Young stars perform big works at City Hall
TWO big works from two highly-acclaimed young musicians and the City of Birmingham Symphony Orchestra get the Sheffield International Concert Season at the City Hall restarted this Friday.
Russian virtuoso Nikolai Lugansky is the soloist in the pianistic fireworks that are Rachmaninov’s Third Piano Concerto before the CBSO’s much-sought-after Latvian music director Andris Nelsons steers them through Richard Strauss’s tone poem En Heldenleben (A Hero’s Life).
The concert and performers were covered in last week’s Telegraph if you want to read more.
Another fast-rising young conductor Robin Ticciati – London-born of Italian descent – is on the podium for the first of four Hallé appearances to come on January 29 and David Kadouch, another young pianist, this one from France, plays Ravel’s dashing G major piano concerto.
The rest of the concert takes in Brahms’ First Symphony and Berlioz’s Beatrice and Benedict Overture.
Younger generation musicians give way to two vastly experienced ones on February 10 when the world-famous period instrument Orchestra of the Age of Enlightenment come to town with the distinguished American conductor David Zinman.

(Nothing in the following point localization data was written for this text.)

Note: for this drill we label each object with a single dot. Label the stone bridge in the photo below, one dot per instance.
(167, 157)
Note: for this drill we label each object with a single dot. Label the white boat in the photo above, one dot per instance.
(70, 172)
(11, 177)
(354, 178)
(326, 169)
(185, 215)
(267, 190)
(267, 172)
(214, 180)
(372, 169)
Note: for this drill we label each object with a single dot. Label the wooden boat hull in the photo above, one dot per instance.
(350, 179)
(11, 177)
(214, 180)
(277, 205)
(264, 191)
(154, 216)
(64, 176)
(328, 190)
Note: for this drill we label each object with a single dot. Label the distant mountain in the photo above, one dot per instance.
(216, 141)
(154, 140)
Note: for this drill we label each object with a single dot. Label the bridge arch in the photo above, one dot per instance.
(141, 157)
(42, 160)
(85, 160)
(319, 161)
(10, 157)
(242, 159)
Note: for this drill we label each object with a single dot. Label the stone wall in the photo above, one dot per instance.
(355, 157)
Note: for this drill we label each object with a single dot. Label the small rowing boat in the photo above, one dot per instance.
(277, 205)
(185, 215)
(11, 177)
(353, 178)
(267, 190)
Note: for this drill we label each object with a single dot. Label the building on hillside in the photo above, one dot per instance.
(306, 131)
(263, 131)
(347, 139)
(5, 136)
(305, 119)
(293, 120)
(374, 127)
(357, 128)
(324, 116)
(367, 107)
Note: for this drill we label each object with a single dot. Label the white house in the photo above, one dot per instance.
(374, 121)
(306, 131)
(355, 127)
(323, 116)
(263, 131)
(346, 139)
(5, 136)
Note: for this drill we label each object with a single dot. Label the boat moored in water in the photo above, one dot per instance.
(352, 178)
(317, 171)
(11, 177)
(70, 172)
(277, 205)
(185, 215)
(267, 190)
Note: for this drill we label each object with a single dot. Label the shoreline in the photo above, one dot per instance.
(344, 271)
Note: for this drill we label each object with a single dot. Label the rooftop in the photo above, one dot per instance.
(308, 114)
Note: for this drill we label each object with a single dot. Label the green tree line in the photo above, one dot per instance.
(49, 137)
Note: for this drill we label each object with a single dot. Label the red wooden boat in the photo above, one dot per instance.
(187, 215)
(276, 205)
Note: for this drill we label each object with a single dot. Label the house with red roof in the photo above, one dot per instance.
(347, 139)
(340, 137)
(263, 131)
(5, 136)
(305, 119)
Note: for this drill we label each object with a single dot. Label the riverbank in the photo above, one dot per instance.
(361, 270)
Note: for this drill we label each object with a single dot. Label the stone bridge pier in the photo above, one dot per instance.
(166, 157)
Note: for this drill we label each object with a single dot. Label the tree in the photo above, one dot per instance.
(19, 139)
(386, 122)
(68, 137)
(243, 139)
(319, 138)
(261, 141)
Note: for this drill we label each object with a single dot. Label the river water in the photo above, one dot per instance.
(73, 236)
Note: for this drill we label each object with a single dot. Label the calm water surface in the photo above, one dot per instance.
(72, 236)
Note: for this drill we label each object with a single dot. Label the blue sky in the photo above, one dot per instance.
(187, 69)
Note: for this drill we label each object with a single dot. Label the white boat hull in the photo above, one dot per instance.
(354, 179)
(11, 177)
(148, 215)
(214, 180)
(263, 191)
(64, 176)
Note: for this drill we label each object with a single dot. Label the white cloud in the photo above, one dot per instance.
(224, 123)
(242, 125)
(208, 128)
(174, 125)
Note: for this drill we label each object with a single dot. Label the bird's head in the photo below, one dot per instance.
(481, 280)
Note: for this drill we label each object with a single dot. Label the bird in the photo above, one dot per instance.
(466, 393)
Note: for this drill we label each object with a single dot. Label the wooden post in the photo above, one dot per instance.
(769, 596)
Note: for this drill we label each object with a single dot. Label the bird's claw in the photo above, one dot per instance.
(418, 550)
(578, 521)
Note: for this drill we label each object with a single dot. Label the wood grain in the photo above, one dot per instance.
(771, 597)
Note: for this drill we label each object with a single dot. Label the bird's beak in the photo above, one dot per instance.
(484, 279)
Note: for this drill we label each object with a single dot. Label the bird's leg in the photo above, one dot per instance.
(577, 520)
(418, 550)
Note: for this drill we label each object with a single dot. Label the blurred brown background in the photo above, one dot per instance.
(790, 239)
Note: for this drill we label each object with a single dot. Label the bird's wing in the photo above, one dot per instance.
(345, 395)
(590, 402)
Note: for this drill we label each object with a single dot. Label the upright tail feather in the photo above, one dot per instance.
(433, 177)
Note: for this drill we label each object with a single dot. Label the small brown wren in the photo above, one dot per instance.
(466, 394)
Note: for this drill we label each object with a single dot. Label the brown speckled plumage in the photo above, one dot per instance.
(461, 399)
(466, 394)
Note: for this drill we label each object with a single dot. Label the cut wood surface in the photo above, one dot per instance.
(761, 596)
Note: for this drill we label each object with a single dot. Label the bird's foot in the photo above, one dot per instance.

Anthony Pay is the soloist in Weber’s First Clarinet Concerto, which is sandwiched between four well-known movements from Mendelssohn’s A Midsummer Night’s Dream music and Beethoven’s Seventh Symphony.
Nicholas Kraemer is the conductor on February 25, then the Sheffield Philharmonic Chorus and Manchester Camerata perform Vivaldi’s Stabat Mater and Concerto for four violins Op 3 No 10, plus Mozart’s Requiem.
The Hallé return on March 18 with Sir Mark Elder and a programme of Britten’s Four Sea Interludes from Peter Grimes, Mahler’s Songs of a Wayfarer – sung by Roderick Williams! – and Elgar’s First Symphony.
The Hallé’s principal guest conductor Markus Stenz comes with them on April 2 to perform Wagner’s Act 1 and Act 3 preludes from The Mastersingers, plus Mendelssohn’s Concerto for violin, piano and strings and Schumann ‘Rhenish’ Symphony.
The BBC Philharmonic is here with its principal guest conductor, Vassily Sinaisky, on May 7 and dazzling trumpet player Alison Balsom who plays Hummel’s concerto, while the orchestra play Mahler’s First Symphony and three of Dvorák Op 46 Slavonic Dances under their own steam.
Another young musician of exceptional talent, Natalie Klein, plays Haydn C major cello concerto with the Royal Philharmonic Orchestra on May 21.
Rachmaninov’s Second Symphony and Mozart’s Marriage of Figaro are elsewhere and she will have a sympathetic conductor in Dmitry Yablonsky, also a cellist who played the Haydn concerto at the age of nine.
The Hallé end the season on June 3 with conductor Rory Macdonald, the Philharmonic Chorus, the 2009 winner of Leeds Piano Competition, Sofya Gulyak, and Samuel West variously performing Walton’s (arranged Palmer) Henry V: A Shakespeare Scenario, Rachmaninov’s Paganini Rhapsody and Rimsky-Korsakov’s May Night Overture.
All the concerts begin at 7pm and tickets are a bargain price at £15.